Renamo had first appealed to district courts, and when they threw the appeals out, it took its case to the Constitutional Council.
But, as in the appeals rejected previously, Renamo failed to follow the basic procedures, laid down in the electoral law, of appealing within 48 hours of the announcement of the results, and of lodging its complaint first at the place where the alleged fraud or irregularity took place. This "prior objection" should be made at the polling station concerned or, in the case of the "intermediate count" covering an entire municipality, at the district or city elections commission.
In Monapo, in the northern province of Nampula, Renamo protested against polling station results sheets dated 10 October (the day of the election), but it only delivered its protest to the Monapo district court on 15 October - three days past the deadline. As on previous occasions, the Constitutional Council pointed out that deadlines in the electoral law "are substantive, and they are counted continually, hour by hour, minute by minute, given the urgency in processing electoral acts".
The Renamo complaint was not restricted to individual polling stations, but to the "intermediate count". However, there was no record that Renamo had made any protest to the Monapo District Elections Commission, as required by the rule on "prior objection".
Renamo, however, said it had no knowledge of the "intermediate count" since its election agent in Monapo was not invited to take part.
(In a similar case, in the town of Moatize, in Tete province , the court did not accept the argument that Renamo could not protest against a count it knew nothing about, and said that, as soon as the results of the intermediate count were posted at the headquarters of the district elections commission, Renamo should have complained).

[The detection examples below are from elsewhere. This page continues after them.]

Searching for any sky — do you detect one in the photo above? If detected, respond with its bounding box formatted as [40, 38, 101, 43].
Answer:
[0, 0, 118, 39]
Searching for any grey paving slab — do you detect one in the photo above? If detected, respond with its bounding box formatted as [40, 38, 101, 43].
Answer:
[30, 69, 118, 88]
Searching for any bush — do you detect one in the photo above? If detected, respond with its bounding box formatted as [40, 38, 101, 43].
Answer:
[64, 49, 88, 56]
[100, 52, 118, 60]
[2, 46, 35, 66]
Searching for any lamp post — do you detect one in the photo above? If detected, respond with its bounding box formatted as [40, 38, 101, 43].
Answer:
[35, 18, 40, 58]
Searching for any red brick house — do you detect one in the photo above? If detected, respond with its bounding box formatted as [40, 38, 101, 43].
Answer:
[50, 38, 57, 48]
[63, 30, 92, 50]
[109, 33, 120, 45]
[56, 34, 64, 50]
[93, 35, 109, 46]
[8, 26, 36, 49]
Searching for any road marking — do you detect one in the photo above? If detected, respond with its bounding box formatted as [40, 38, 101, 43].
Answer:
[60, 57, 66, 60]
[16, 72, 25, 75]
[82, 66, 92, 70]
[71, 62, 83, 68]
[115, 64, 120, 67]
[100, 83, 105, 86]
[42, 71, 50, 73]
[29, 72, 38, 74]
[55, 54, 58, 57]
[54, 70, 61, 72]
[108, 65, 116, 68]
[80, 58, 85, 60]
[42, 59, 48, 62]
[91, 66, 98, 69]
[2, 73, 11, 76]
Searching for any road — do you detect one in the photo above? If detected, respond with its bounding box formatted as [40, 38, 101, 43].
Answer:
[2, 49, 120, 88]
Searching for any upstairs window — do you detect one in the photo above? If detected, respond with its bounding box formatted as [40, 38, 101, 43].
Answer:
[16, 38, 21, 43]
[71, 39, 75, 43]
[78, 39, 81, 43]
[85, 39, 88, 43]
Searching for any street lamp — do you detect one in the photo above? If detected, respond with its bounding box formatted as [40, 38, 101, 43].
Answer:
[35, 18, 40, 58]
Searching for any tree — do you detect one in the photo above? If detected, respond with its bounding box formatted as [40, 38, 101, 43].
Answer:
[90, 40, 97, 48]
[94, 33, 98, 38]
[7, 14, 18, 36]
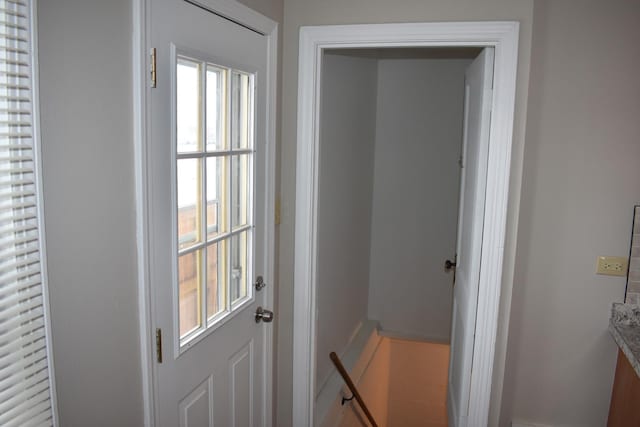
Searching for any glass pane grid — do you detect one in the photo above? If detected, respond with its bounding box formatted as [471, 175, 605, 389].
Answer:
[176, 56, 255, 345]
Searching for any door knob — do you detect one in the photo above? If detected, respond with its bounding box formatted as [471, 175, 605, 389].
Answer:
[255, 307, 273, 323]
[444, 259, 456, 271]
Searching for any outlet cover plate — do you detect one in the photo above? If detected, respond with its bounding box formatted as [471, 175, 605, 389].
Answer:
[596, 256, 629, 276]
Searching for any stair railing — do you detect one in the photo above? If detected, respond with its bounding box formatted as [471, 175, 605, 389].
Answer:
[329, 351, 378, 427]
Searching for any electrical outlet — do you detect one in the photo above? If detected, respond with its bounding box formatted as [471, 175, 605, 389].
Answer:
[596, 256, 628, 276]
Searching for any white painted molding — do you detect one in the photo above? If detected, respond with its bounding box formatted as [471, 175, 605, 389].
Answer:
[28, 0, 60, 427]
[293, 22, 519, 426]
[132, 0, 279, 427]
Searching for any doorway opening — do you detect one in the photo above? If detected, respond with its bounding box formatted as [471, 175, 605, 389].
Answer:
[315, 48, 482, 427]
[293, 23, 517, 426]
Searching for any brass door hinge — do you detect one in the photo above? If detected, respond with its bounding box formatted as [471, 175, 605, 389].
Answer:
[156, 328, 162, 363]
[149, 47, 158, 87]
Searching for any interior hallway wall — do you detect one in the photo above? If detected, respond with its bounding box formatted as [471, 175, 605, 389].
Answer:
[500, 0, 640, 427]
[369, 59, 471, 343]
[38, 0, 143, 427]
[316, 54, 377, 389]
[277, 0, 533, 427]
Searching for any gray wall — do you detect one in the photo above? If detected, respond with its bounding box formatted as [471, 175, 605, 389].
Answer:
[277, 0, 533, 427]
[38, 0, 142, 427]
[500, 0, 640, 426]
[369, 59, 471, 342]
[316, 55, 377, 389]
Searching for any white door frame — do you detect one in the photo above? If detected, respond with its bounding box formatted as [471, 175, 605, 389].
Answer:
[293, 22, 519, 426]
[132, 0, 278, 427]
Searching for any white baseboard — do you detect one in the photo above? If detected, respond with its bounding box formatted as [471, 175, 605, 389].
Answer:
[511, 421, 551, 427]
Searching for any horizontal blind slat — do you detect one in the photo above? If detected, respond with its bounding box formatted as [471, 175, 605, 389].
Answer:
[0, 363, 49, 414]
[3, 395, 51, 427]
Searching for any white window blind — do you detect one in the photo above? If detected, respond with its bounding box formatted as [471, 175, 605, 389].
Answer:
[0, 0, 56, 427]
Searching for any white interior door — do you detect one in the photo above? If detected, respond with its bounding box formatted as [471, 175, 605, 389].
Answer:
[447, 48, 494, 427]
[148, 0, 272, 427]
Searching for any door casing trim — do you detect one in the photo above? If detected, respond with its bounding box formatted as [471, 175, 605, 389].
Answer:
[132, 0, 279, 427]
[293, 21, 519, 426]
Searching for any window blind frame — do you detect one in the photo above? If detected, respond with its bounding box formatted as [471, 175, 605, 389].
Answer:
[1, 0, 59, 427]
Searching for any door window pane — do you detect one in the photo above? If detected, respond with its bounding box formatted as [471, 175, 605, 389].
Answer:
[230, 231, 248, 303]
[178, 251, 200, 338]
[206, 65, 227, 151]
[231, 155, 251, 228]
[176, 58, 200, 153]
[177, 159, 201, 249]
[207, 240, 227, 319]
[231, 71, 253, 150]
[207, 157, 228, 239]
[174, 56, 255, 346]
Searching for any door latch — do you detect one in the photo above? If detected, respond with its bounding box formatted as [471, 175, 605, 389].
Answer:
[253, 276, 267, 291]
[255, 307, 273, 323]
[444, 259, 456, 272]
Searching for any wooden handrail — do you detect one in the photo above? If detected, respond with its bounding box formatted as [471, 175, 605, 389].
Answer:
[329, 351, 378, 427]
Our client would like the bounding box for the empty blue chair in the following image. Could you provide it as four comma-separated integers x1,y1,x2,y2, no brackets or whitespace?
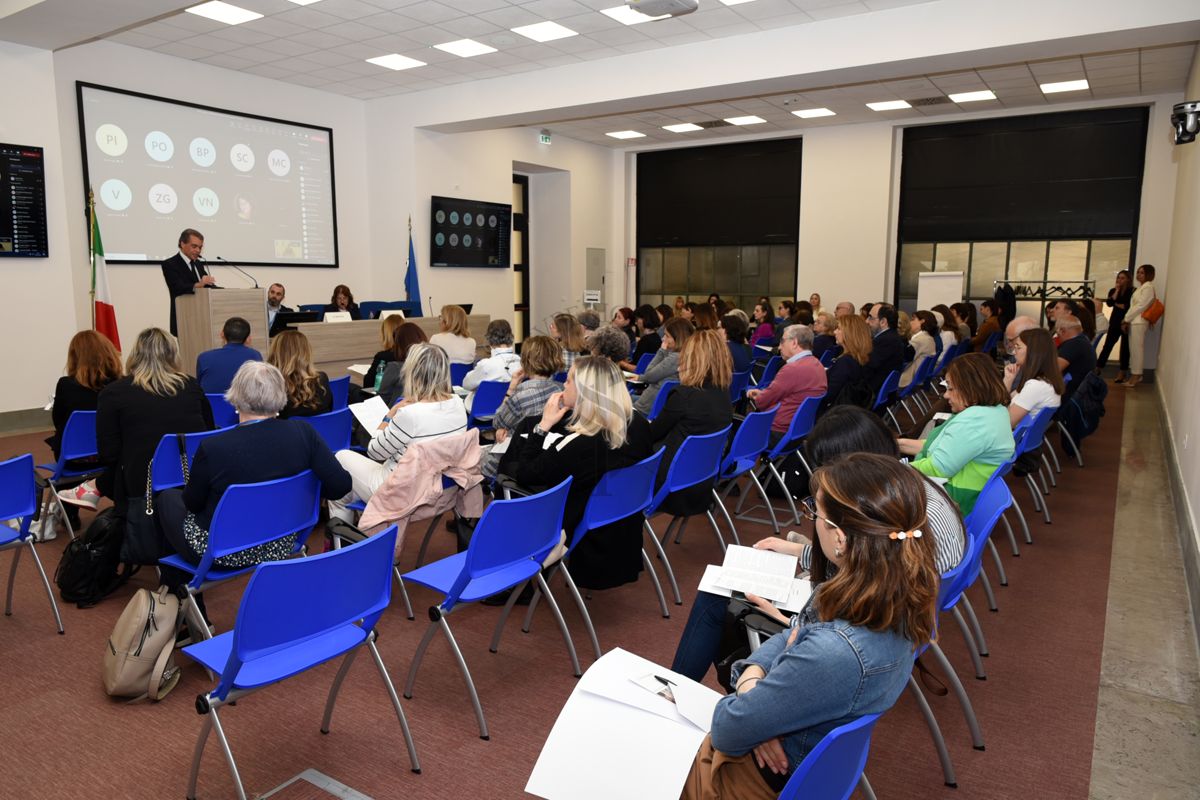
160,469,320,638
0,455,63,633
329,375,350,411
184,525,421,800
404,477,582,739
37,411,103,539
204,393,238,428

The substance of the Renamo appeal, not considered by either the Monapo court or by the Constitutional Council, was that the numbers of votes on two polling station results sheets had been illegally altered, and that some signed results sheets had been switched late at night on 10 October.
That Renamo was essentially correct is clear from the "partial count" by STAE (Electoral Administration Technical Secretariat) announced on 11 October. In Monapo, with 62 of the 63 polling stations processed, STAE said Renamo had 9,136 votes to 8,480 for Frelimo. But the results released by the district commission, based on all 63 polling stations, gave Frelimo 9,579 against 9,363 for Renamo. The results had obviously been tampered with - or else the 63rd polling station gave Frelimo 1,099 votes, which is impossible because the maximum number of people registered at any polling station is 800.
In Milange, in Zambezia province, the Constitutional Council declared as null and void the ruling by the District Court, which threw out the Renamo appeal against the election results in this town.
The court had used the wrong law. It had cited the law on municipal elections of April 2014, although this was specifically revoked by the latest law on the same subject, passed by the country's parliament, the Assembly of the Republic, in July. The Constitutional Council tactfully described this as "a lapse" on the part of the Milange judge.
The Council found that Renamo had delivered its appeal to the Milange court on time - but had failed, yet again, to make a "prior objection" at the polling stations where it claimed fraud was occurring.
Renamo had claimed that "massive" numbers of people from outside the Milange municipality had been allowed to vote, while legitimate voters found their names were not on the voters' roll.
Renamo admitted that it did not complain at the polling stations - but said this was because the polling station presidents refused to give Renamo monitors the official complaints forms (which are included are the standard kit of materials which STAE sends to all polling stations).
The Council found this a feeble excuse because the electoral law specifically envisages such cases. It says that, in the event of an illegal refusal by the station President to accept a complaint, the party concerned must immediately go over his head to the district elections commission and also inform the police.
There was no sign that Renamo had done this, and hence it was impossible for the Council to examine the substance of the Renamo appeal. Were there really "massive" numbers of outsiders voting in Milange? This is a habitual claim made by Renamo, but no evidence has ever been produced to back it up.